Vertica Connection Configuration

Vertica JDBC URL

CONNECTOR_VERTICA_JDBC_URL

TRUE

jdbc.url

BASIC

The JDBC URL used to create a direct connection to Vertica. It should follow the format jdbc:vertica://<VERTICA_HOST>:5433.

Vertica database to connect

CONNECTOR_VERTICA_JDBC_DB

TRUE

jdbc.db

BASIC

The JDBC database where the connection will be established within Vertica.

Vertica JDBC username

CONNECTOR_VERTICA_JDBC_USERNAME

TRUE

jdbc.username

BASIC

The JDBC username used for the connection to Vertica. It is recommended to use a user with admin privileges.

Vertica JDBC password

CONNECTOR_VERTICA_JDBC_PASSWORD

TRUE

jdbc.password

BASIC

The password of the JDBC user utilized for connecting to Vertica.
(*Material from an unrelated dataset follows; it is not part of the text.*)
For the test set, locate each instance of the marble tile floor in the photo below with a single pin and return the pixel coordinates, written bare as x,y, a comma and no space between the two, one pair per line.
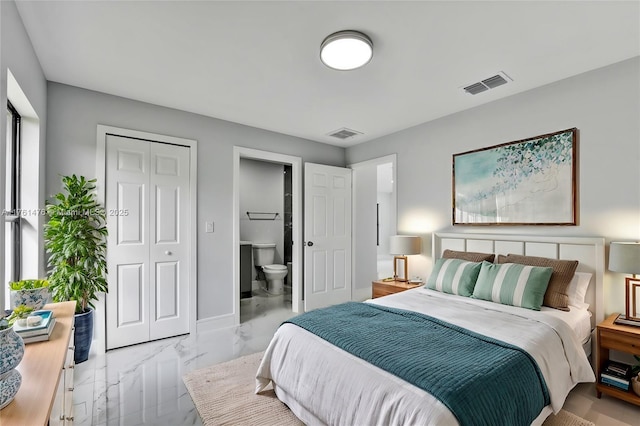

Default password for new vertica user

CONNECTOR_VERTICA_DEFAULT_USER_PASSWORD

TRUE

new.user.password

BASIC

The default password assigned to new users created by Privacera in Vertica. If SSO is used for Vertica, set this value to none.

Vertica resource owner

CONNECTOR_VERTICA_OWNER_ROLE

FALSE

switch.ownership.role

BASIC

User to be set as owner for all the Vertica resources managed by privacera. Generally value of this should be same as Vertica JDBC username.

Resource Management

Schemas to set access control policies

CONNECTOR_VERTICA_MANAGE_SCHEMA_LIST

FALSE

manage.schema.list

ADVANCE

This attribute is employed to define a comma-separated fully qualified domain name (FQDN) of schemas. These schemas' access control will be regulated by policysync. If your intention is to oversee all schemas, you can omit specifying this attribute. It also accommodates the use of wildcards. Keep in mind that the list of schemas to ignore takes precedence over the list of schemas to manage. For instance: testdb1.schema1, testdb1.schema2, testdb1.sales*

Note

The values for this property are sensitive to letter case.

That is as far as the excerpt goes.